Posts Tagged ‘Lung Cancer’
Lung cancer may have genetic causes
Smoking is the most frequent cause of lung cancers, but there is a significant number of people developing the disease too, having never smoked. Even if another risk factor for non-smokers is passive smoking, there is another cause that can cause cancer, without there ever having been exposed to tobacco smoke.
A percentage of 30% of patients with lung cancer, it would be for a genetic cause. To find U.S. researchers who have found genetic variations responsible for these cases of lung cancer. Read the rest of this entry »

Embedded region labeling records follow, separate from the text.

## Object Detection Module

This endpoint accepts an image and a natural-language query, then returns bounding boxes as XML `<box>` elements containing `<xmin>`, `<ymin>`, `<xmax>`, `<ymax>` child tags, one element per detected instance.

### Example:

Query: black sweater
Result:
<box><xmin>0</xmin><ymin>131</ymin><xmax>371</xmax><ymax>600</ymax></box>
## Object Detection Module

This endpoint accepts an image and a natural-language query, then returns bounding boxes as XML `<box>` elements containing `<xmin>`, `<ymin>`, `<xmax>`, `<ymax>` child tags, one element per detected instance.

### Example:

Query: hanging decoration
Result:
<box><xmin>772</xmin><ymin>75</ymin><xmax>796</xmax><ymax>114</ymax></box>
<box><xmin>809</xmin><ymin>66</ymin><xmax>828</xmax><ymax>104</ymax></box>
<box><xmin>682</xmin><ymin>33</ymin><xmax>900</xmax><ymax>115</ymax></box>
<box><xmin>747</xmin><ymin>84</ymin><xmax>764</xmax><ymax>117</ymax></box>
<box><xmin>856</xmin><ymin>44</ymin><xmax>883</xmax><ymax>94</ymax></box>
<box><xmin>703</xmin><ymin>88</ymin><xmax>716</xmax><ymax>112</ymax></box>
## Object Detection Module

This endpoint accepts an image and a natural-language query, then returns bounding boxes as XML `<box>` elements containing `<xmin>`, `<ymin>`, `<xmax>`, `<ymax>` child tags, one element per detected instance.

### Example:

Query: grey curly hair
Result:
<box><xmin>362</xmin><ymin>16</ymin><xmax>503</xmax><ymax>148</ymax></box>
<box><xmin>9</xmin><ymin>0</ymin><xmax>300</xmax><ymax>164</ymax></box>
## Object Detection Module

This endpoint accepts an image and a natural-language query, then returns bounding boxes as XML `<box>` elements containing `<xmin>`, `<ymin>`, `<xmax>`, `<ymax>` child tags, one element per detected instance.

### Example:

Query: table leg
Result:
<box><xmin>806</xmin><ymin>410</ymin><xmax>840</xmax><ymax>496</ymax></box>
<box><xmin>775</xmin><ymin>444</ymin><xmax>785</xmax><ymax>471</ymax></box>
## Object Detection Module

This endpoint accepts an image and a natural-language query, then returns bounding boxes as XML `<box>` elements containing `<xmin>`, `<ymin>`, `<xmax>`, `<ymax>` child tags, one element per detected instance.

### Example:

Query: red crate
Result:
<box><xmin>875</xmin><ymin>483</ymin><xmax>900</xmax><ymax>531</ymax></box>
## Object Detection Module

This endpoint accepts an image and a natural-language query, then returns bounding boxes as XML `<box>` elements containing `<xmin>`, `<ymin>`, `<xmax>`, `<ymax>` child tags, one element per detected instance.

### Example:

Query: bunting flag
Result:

Non-smokers risk lung cancer due to gene
The cause of lung cancer in nonsmokers is attributed to GPC5, a gene that is activated or deactivated in two stretches of the genome. Researchers at the Mayo Clinic College of Medicine in New York have used a Capone of 574 people who had smoked a maximum of 100 cigarettes in their whole life.
So many people suffering from lung cancer despite never having touched a cigarette. And this is anger: how is it that we can get sick without somehow facilitated cancer? Read the rest of this entry »
Lung Cancer
Cells are the smallest living units of the human body. One function is to reproduce and die when no longer useful. This process is very neat, in time and space, so there is always that allows the appropriate number of cells for each stage of life.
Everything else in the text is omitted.